Prodromal dysfunction of α5GABA-A receptor modulated hippocampal ripples in Alzheimer’s disease

Abstract

AbstractDecades of research attempting to slow the onset of Alzheimer’s disease (AD) indicates that a better understanding of memory will be key to the discovery of effective therapeutic approaches. Here, we ask whether prodromal neural network dysfunction might occur in the hippocampal trisynaptic circuit by using α5IA as a selective negative modulator of extrasynaptic α5GABA-A receptors in TgF344-AD transgenic rats, a model for early onset AD. The results demonstrate that orally bioavailable α5IA, an established memory enhancer, increases CA1 pyramidal cell mean firing rates and peak CA1 ripple amplitude during wakeful immobility in wild type F344 rats resting in a familiar environment.
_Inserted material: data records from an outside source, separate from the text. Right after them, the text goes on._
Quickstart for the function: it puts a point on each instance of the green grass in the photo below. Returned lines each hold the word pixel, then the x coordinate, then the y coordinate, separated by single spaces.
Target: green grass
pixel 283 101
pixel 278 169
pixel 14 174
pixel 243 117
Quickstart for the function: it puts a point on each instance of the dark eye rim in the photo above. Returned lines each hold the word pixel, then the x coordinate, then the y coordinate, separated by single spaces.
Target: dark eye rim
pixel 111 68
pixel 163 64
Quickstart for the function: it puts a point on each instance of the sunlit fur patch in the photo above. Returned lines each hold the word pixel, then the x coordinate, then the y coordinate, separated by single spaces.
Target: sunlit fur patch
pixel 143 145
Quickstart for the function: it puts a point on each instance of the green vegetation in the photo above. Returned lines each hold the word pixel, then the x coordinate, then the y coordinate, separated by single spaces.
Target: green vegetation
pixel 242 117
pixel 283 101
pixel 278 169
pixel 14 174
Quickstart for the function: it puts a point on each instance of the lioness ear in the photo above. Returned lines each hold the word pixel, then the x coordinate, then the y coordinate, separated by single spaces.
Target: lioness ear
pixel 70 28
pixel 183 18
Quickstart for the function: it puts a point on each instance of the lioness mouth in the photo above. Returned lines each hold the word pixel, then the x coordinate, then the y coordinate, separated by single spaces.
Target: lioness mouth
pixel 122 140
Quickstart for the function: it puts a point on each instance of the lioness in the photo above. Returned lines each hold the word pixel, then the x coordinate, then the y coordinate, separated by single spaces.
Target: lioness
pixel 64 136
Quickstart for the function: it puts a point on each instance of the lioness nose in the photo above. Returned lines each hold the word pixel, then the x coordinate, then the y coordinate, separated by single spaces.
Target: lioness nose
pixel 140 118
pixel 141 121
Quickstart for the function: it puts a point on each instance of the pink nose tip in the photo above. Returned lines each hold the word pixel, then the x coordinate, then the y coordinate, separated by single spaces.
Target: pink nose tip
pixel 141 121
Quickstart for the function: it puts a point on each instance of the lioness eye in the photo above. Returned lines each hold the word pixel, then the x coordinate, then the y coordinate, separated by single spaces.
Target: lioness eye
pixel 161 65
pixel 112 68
We show that TgF344-AD rats, which express human amyloid-beta precursor protein (with the Swedish mutation) and human presenilin-1 (with a Δ exon 9 mutation), exhibit high serum Aβ42 and Aβ40 levels by 3 months of age. By 9 months of age, CA1 ripples in young adult TgF344-AD rats are nonresponsive to α5IA indicating network dysfunction prior to the onset of AD pathology and memory dysfunction. These results demonstrate, to the best of our knowledge, the first evidence for prodromal α5GABA-A receptor dysfunction in the AD hippocampal trisynaptic circuit. Moreover, as α5GABA-A receptors are located extrasynaptically and subserve the function of tonic inhibition we posit that an early stage of memory dysfunction involves the disruption of tonic inhibition in the hippocampus.